NIST SP 800-53の次のバージョンである第5版(NIST SP 800-53 Rev. 5)のドラフトが2017年8月に公開され、現在、改訂に向けて作業が進められています。
改訂の目的は、連邦機関・民間組織を問わず適用できる、次世代のセキュリティ管理およびプライバシー管理方針を示すことです。
タイトルからも「連邦(Federal)」という単語は削除され、公共機関と民間組織の両方を対象とした文書であることが明確化されます。

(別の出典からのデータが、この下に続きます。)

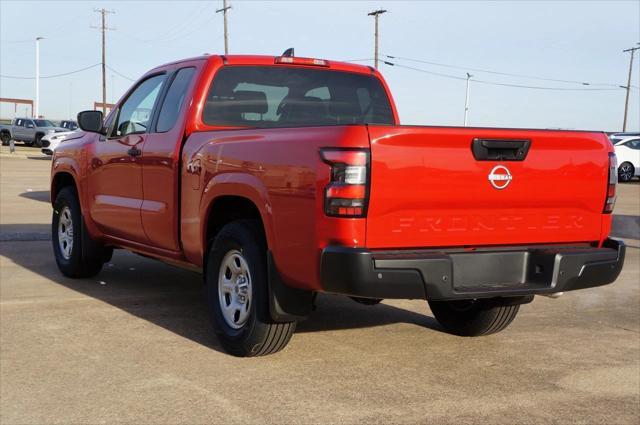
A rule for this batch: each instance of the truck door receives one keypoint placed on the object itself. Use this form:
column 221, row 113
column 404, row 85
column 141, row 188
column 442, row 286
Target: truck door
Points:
column 161, row 161
column 115, row 173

また、第5版は、汎用コンピュータシステム・サイバーフィジカルシステム(CPS)・クラウド・モバイルシステム・産業/プロセス制御システム・モノのインターネット(IoT)デバイスといったあらゆるシステムを保護対象とし、プライバシー保護の観点が強調されました。ISO/IEC27001やサイバーセキュリティフレームワーク等の規格/ガイドラインとの整合性も図られ、民間組織も活用しやすい セキュリティ管理およびプライバシー管理のガイドラインになります。
NIST SP 800-53の構成
NIST SP 800-53の全体構成を紹介します。
NIST SP 800-53は、次の4つの章で構成されています。
セキュリティ管理策の選択およびセキュリティ管理策の指定に関する基本的な概念を、次の順番で説明しています。
- 第1章「目的と適用範囲および対象読者」
- 第2章「セキュリティ管理策の構造とベースライン管理策」
- 多層から成るリスクマネジメント
- セキュリティ管理策の構造
- セキュリティ管理策のベースライン
- セキュリティ管理策の指定方法
- 外部サービスプロバイダ
- 保証と信頼性
- 第3章「管理策を選択・指定するプロセス」
組織の情報システムのセキュリティ管理策を選択・指定するプロセスについて記述しています。
- 管理策ベースラインを選択する
- ベースラインセキュリティ管理策を調整する
- オーバーレイを作成する
- 管理策の選択プロセスを文書化する
- 新規に開発するシステムとレガシーシステム
- 付録
- 付録A:参考文献
- 付録B:用語集
- 付録C:略語
- 付録D:セキュリティ管理策ベースラインの要約
- 付録E:保証と信用性
- 付録F:セキュリティ管理策カタログ
- 付録G:情報セキュリティプログラム
- 付録H:国政情報セキュリティ標準
- 付録I:オーバーレイテンプレート
- 付録J:プライバシー管理策カタログ
NIST SP 800-53準拠のポイント
NIST SP 800-53への準拠のポイントは、NIST SP 800-53の読み方・参照方法を理解し、内容を誤解なく理解することに尽きます。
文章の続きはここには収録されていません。